While Russia is traditionally compared to its Central and Eastern European neighbors as an emerging market economy, it is now demonstrating a trend in commercial property acquisitions and sales that suggests that the Russian investment market is on track to develop in a fundamentally different way. For an emerging property market, the Russian investment horizon is looking distinctly long term and mature.
The property investment market in Russia continues to maintain a very strong domestic component. Local investors accounted for at least 44% of investment transactions by volume in 2006. Similar figures for Poland, the Czech Republic and Hungary were a meager 2%, 6% and 8% respectively. Western European markets demonstrated a distinctly different composition, with domestic capital taking a healthy market share of 18%, 23% and 48% (Germany, France and UK respectively).

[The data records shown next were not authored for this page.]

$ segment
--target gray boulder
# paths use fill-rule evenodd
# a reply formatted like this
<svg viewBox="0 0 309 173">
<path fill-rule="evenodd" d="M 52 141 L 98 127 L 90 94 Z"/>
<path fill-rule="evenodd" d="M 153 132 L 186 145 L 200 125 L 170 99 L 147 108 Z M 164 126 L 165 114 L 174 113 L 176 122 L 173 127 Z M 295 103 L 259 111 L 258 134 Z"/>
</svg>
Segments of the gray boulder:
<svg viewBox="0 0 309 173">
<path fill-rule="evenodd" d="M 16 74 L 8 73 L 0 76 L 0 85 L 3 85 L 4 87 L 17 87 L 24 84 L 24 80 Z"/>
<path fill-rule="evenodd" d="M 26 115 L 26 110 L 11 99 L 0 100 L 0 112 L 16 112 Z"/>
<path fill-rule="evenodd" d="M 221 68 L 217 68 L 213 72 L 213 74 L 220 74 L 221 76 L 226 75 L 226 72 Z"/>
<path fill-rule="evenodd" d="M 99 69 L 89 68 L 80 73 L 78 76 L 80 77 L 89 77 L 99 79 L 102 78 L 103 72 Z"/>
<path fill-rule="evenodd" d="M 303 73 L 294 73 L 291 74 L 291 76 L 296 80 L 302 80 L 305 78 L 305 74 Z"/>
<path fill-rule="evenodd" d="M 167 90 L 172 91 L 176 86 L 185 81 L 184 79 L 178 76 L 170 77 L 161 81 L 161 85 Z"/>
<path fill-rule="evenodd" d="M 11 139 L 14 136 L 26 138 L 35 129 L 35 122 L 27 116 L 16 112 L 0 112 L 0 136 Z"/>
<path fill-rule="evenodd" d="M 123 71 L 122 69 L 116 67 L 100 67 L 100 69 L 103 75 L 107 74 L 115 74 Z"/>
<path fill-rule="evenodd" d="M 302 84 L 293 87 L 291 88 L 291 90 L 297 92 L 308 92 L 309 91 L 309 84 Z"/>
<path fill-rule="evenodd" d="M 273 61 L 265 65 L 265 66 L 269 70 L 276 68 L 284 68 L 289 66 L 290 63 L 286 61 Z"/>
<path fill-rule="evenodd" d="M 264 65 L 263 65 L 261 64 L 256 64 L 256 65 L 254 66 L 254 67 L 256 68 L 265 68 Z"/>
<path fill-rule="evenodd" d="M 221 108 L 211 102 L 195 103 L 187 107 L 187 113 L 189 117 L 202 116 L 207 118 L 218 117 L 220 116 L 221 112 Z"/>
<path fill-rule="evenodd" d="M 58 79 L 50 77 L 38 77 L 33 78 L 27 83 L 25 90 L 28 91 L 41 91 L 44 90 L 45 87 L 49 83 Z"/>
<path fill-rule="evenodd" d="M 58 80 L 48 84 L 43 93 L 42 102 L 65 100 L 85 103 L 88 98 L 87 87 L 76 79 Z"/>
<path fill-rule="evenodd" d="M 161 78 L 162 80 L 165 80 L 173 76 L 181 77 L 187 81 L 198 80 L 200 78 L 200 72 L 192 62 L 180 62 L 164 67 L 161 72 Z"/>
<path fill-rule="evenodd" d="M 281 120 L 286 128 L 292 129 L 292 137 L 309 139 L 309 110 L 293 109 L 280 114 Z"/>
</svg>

In European markets strong domestic capital seems to signal market maturity and healthy competition between international and domestic capital. For the Russian property market this means that market practice and investor expectations will mature alongside yield compression and capital value appreciation.
The short term capital injections and withdrawals commonly associated with more volatile markets will play an insignificant role in Russian property investment, leaving the market more sustainable and attractive for the long term.
In Russia investor confidence stems from the country’s long term potential. Long term, low risk players such as pension funds, mutual funds and insurance companies (institutional capital) are becoming aware of the shift in wealth that is occurring on a global level, in particular in relation to the so-called BRIC countries (Brazil, Russia, India and China).
As the accumulation of capital, global shift in wealth, and growing sophistication of the Russian financial sector continues, we expect Russian investors to hold on to a sizeable market share of investment even as the Russian market becomes increasingly exposed to western institutional capital.
This material is taken from the Moscow City Profile published by Jones Lang LaSalle in March 2007 and reproduced with permission.